It is recognised across many different spheres of public services, research, health and community work that working in co-production with stakeholders and the public can bring benefits to all, and produce more meaningful outcomes. While the concept of co-production is well evidenced, the difficulty lies in actually doing this work properly, as different actors bring to the table their own priorities, timelines, logics and ideologies.
Genuine co-production demands not only equality of decision-making, but equality of risk and ownership, and these are incredibly difficult to achieve. However, this does not mean we shouldn’t try. Over the last six years, myself and colleagues at Cardiff University have been doing exactly that, sometimes ending in chaos and sometimes in tears of joy.

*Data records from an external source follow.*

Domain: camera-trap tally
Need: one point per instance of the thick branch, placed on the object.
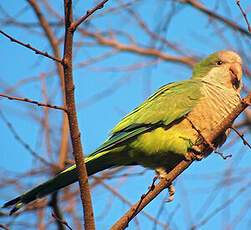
(37, 51)
(73, 122)
(100, 5)
(164, 183)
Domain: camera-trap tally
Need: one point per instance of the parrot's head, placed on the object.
(223, 67)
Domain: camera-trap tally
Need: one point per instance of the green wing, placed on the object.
(171, 102)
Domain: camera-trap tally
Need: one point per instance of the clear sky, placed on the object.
(109, 89)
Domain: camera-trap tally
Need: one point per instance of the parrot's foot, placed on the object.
(194, 154)
(162, 174)
(171, 191)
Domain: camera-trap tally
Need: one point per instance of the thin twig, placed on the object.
(244, 14)
(241, 135)
(61, 221)
(199, 6)
(24, 99)
(22, 142)
(99, 6)
(27, 45)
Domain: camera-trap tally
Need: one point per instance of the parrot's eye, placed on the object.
(219, 63)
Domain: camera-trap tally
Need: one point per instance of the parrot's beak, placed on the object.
(236, 74)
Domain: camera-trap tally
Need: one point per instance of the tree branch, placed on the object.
(12, 39)
(75, 24)
(73, 122)
(24, 99)
(199, 6)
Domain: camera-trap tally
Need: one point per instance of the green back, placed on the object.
(170, 103)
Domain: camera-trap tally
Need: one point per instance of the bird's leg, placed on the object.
(162, 174)
(194, 154)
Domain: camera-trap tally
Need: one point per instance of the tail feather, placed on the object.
(94, 164)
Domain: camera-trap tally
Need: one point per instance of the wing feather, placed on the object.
(171, 102)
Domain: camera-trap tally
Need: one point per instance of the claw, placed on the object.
(171, 191)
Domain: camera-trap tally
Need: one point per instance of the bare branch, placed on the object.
(27, 45)
(199, 6)
(99, 6)
(238, 2)
(241, 135)
(73, 122)
(33, 102)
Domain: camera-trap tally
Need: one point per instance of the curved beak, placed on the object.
(236, 75)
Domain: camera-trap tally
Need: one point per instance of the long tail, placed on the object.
(94, 164)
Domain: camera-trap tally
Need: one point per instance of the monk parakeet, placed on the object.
(159, 133)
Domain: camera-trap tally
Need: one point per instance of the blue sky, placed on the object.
(188, 28)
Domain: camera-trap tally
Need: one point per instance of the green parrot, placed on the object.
(159, 133)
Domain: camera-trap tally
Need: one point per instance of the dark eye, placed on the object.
(219, 63)
(235, 82)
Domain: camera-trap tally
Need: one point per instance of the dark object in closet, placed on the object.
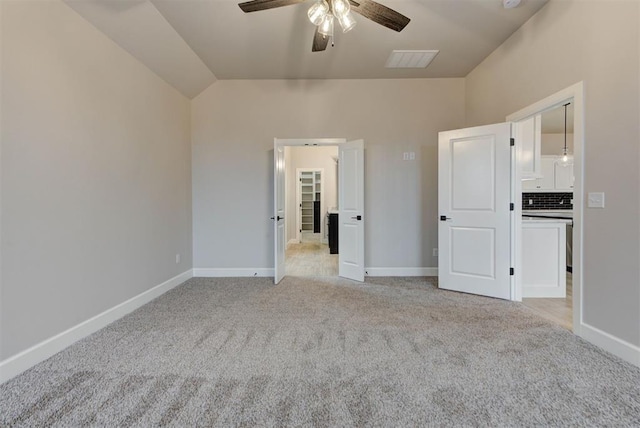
(316, 216)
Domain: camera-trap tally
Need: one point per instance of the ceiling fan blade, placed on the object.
(320, 41)
(256, 5)
(380, 14)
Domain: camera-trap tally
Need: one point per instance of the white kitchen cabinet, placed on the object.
(555, 177)
(563, 177)
(544, 258)
(528, 134)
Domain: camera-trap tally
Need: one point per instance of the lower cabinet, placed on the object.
(544, 258)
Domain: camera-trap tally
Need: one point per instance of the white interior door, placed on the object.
(474, 197)
(351, 210)
(279, 207)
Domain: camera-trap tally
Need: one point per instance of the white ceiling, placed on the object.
(190, 43)
(553, 120)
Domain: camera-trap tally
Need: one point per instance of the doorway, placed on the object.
(545, 201)
(568, 310)
(311, 186)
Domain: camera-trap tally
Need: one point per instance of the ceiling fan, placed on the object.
(323, 13)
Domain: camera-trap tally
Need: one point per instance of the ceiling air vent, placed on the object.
(410, 59)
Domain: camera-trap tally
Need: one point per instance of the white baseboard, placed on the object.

Co-production in research can be problematic in a number of ways. For me, one of the key constraints is that for the most part, research projects are time-limited and funded discretely. This makes it very difficult for researchers going from project to project to develop long-term relationships with community members and other stakeholders, with whom they might equitably enter into co-production at some point further down the line.
Much of the relationship-building work is done by researchers in addition to their paid time, which is not a sustainable model. With this in mind, two years ago, myself and a colleague established a research network, in order that we might nurture relationships between academics, community organisations, representatives from the Arts, Culture and Heritage Sector, and other stakeholders.
As social scientists, our work had begun to cross over into the arts and humanities, and was firmly rooted in ideas of community development and asset-based approaches. We felt we needed a space in which we could bring together some of our key partners and others wanting to work in this way.
The Cultural Participation Research Network (CPRN) now has over 100 members and meets quarterly to discuss and share ideas in the field of cultural participation and social science, which has led to a number of collaborative proposals and projects. Our discussions span a wide range of topics including theatre for knowledge exchange; regional transport infrastructures; arts and health; national heritage and community engagement; and local history.
We believe that by bringing people together over time, co-production can emerge organically, as members identify opportunities and research ideas together. Some of these have been led by academics, and some by arts organisations or community groups. I would not go so far as to say it is true co-production, but it feels like we are going in the right direction.